Upper extremity inspection revealed significant atrophy of the entire left deltoid with otherwise normal upper extremity muscle bulk. The findings from the neurologic examination were normal except for slightly weak shoulder abduction and flexion on the left with diminished sensation of a small area overlying the left deltoid.
Magnetic resonance arthrogram of the left shoulder showed significant atrophy and edema of the left deltoid muscle as well as a superior labral tear and minimal undersurface fraying of the rotator cuff.
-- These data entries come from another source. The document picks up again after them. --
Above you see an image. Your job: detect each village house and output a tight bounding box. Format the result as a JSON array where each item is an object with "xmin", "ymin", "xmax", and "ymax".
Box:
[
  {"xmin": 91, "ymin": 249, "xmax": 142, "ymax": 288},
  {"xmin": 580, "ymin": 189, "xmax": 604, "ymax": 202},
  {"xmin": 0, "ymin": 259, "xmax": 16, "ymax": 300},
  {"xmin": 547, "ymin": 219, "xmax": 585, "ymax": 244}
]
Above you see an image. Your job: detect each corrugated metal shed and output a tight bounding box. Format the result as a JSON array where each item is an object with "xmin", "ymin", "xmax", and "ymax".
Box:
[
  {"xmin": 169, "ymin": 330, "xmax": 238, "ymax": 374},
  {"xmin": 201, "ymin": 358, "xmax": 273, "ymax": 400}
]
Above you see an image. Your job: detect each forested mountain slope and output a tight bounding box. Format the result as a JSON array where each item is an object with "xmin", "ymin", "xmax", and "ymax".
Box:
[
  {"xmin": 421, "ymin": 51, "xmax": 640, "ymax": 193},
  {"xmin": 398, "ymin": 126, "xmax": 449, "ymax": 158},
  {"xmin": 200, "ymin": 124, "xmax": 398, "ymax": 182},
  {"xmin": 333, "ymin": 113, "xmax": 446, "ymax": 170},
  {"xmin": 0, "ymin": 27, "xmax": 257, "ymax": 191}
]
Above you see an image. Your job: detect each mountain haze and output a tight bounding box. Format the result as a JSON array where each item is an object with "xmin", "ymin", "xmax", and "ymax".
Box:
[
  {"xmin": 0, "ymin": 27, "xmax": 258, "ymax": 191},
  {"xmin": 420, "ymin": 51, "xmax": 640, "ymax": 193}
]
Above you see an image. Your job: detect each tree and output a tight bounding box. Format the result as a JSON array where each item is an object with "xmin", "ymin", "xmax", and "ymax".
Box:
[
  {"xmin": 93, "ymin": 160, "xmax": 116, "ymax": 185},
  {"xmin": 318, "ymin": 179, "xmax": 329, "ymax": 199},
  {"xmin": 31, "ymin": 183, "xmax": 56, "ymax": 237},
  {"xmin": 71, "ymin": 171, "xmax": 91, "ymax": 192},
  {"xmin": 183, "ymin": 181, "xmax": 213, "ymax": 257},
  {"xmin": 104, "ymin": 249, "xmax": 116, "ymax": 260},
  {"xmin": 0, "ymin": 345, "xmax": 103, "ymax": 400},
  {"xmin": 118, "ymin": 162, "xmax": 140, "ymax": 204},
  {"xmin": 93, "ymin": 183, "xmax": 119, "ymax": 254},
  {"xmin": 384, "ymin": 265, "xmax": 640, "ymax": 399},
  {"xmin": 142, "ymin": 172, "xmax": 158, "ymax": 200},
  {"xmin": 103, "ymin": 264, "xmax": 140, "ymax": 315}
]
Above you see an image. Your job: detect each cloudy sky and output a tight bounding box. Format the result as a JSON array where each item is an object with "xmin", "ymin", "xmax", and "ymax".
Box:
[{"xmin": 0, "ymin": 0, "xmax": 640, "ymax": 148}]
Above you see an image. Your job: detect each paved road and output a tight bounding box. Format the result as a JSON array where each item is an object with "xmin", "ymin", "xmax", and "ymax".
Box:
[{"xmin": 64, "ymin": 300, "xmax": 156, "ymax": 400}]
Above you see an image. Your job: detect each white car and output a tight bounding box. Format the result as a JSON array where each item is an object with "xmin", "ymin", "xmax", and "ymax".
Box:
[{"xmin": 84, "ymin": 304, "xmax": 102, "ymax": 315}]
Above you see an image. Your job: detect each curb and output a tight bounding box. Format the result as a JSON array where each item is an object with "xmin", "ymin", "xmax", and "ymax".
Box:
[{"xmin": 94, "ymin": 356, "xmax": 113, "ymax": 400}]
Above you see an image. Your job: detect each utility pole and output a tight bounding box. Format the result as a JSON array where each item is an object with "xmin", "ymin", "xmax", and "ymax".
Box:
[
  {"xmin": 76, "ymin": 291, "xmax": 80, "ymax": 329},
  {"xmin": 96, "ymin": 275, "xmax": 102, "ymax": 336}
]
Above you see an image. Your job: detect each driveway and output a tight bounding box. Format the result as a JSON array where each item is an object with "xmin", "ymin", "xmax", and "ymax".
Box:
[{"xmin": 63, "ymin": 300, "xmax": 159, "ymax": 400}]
Neuralgic amyotrophy (also known as Parsonage-Turner syndrome) is a neurologic syndrome affecting the brachial plexus. Clinically, it is characterized by the acute onset of intense pain with resolution in 1–2 wks followed by weakness and atrophy of the arm/shoulder girdle muscles. Sensory loss in the axillary nerve distribution is common. Neuralgic amyotrophy may have an antecedent triggering event, such as a viral illness, immunization, pregnancy, or surgery; however, as in this case, an inciting etiology is frequently not identified. Although most cases present with unilateral findings, bilateral involvement may occur. Discrete mononeuropathies (e.g., suprascapular, long thoracic, or axillary nerve) are relatively common (6%–41%). Recovery may require up to 2–3 yrs.